The Right to Renounce Citizenship
Article 15(2) of the Universal Declaration of Human Rights (“UDHR”) proclaims that no one can be “denied the right to change his nationality.” Following the UDHR’s promulgation in 1948, the general right to have a citizenship, and thus to preclude statelessness, was developed substantially through several major international agreements. However, the right to renounce citizenship—implicit in the UDHR’s explicit promise of “the right to change” nationality— remained underdeveloped. This Note surveys the contemporary state of the norm. Despite broad recognition in national laws of a right to renounce citizenship, no international treaty defines the norm. Some countries impose conditions on renouncing citizenship, both procedural steps and substantive conditions such as continuing obligations to pay taxes and to perform compulsory military. This Note proposes that there is a customary international law core to the right to renounce citizenship, with reference to the state practice of certain lead jurisdictions: The United States, Singapore, India, European countries, Brazil, Russia, China, and Japan.
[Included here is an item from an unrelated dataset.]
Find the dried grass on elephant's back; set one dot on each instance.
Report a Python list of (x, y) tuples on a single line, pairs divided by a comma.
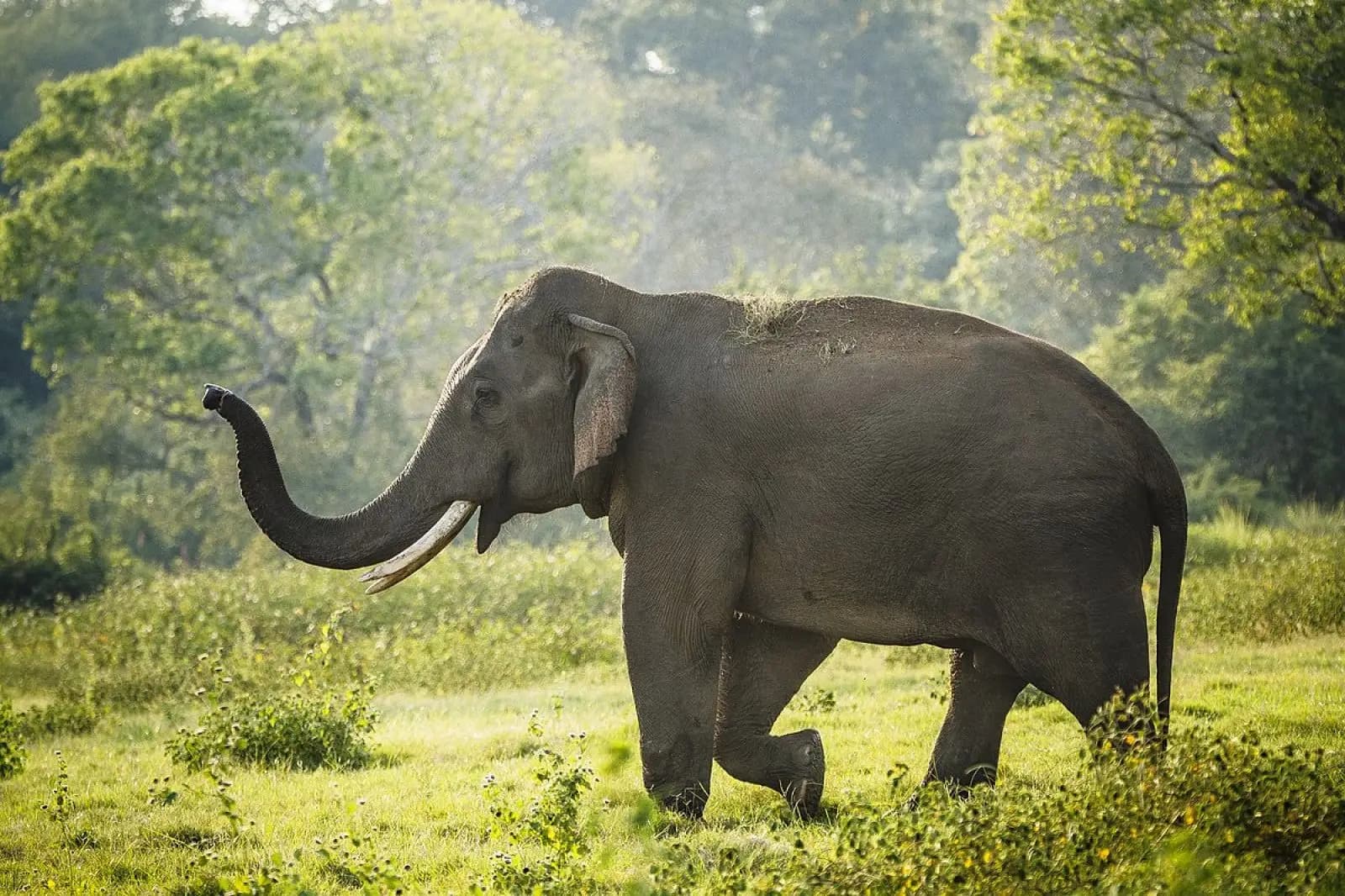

This Note also touches upon the related topic of dual citizenship—a person’s “right to change” nationality by adding one or more nationalities to the one he or she presently holds. In concluding, this Note makes predictions and suggestions for the future. The right to renounce citizenship is particularly salient today, both in the United States specifically given drastic political polarization, and globally, as a wealthy class of transnational persons engage in citizenship forum-shopping for such reasons as avoidance of taxes and military service.
Savannah Price, The Right to Renounce Citizenship, 42 Fordham Int'l L.J. 1547 (2019).